The media clearly recognizes the link between vaccine hesitancy and skepticism of policymakers—“a mounting, ever-growing distrust of the government at large,” to use NBC’s phrasing—but then suggests that we simply force people to get their shots.  If they object, we’ll ban them from social media. The prominent science journal Nature argued last month that
Tech companies have failed to act [take down anti-vaccine content] because their business model relies upon keeping users on their platforms scrolling through content interspersed with advertising, regardless of that content’s impact on society. Their failure to act should be punished with tough government regulation.
If the goal is to foster compliance among people who are already skeptical of authority, I can think of no worse prescription. Silencing users with anti-vaccine views plays into their martyr complex, handing them an effective recruiting tool. Moreover, enterprising activists find ways around bans, most commonly by having their followers post content and setting up new websites that have yet to be flagged by social media platforms.
These companies could clamp down even harder. But the game of whack-a-mole then continues until the internet becomes a tightly regulated library run by government-approved librarians. That’s a real proposal, by the way, from the Harvard Kennedy School’s Shorenstein Center on Media, Politics and Public Policy.
The ultimate problem comes down to a psychological concept known as reactance, which describes a person’s tendency to do the opposite of what they’re told to do. Previous research has investigated the reactance‐arousing effects of public health policies. For example, anti-drinking campaigns on college campuses that emphasize how much students drink actually increased alcohol consumption among the heaviest drinkers. In contrast, campaigns that students perceived as less threatening to their autonomy yielded better results.
Same thing with immunization. Forcing people to get particular vaccines may decrease their willingness to get other shots that aren’t mandated.
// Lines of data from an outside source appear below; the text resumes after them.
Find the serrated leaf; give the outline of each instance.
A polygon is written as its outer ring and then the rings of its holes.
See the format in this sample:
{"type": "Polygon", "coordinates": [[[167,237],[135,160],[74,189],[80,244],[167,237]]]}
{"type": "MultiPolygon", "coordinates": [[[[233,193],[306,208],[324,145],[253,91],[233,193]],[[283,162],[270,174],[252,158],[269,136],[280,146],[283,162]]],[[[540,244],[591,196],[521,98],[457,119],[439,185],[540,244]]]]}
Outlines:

According to a 2015 study conducted in Germany:
[I]f individuals feel constricted, i.e. because they have a negative attitude towards vaccination and did not intrinsically intend to vaccinate, they will reassert their freedom of choice by refusing vaccination on the next possible occasion. Thus, paradoxically, the introduction of partial compulsory vaccination can backfire especially there where it is needed most: among people who have a negative attitude towards vaccination.
Is there a solution?
The Nature commentary suggested two practical solutions that can help rebuild the skeptic’s confidence in vaccines:
- Physicians and scientists can “inoculate” people against the central claims of any anti-vaccine content—“COVID-19 isn’t dangerous; vaccines are dangerous; you can’t trust doctors or scientists.” Nature’s example was joining local Facebook groups and fielding questions about the shots.
- “Share good information about vaccines from trusted sources.” In other words, counter nonsense with facts.
These strategies work; research shows that correcting false claims online changes how social media users think about important public health issues like vaccination. But the more important point is that these strategies nicely end-run whatever existing feelings of powerlessness and distrust in their leaders people may harbor.
The takeaway: if you want to change minds, work with people where they are; don’t force them to give up their autonomy.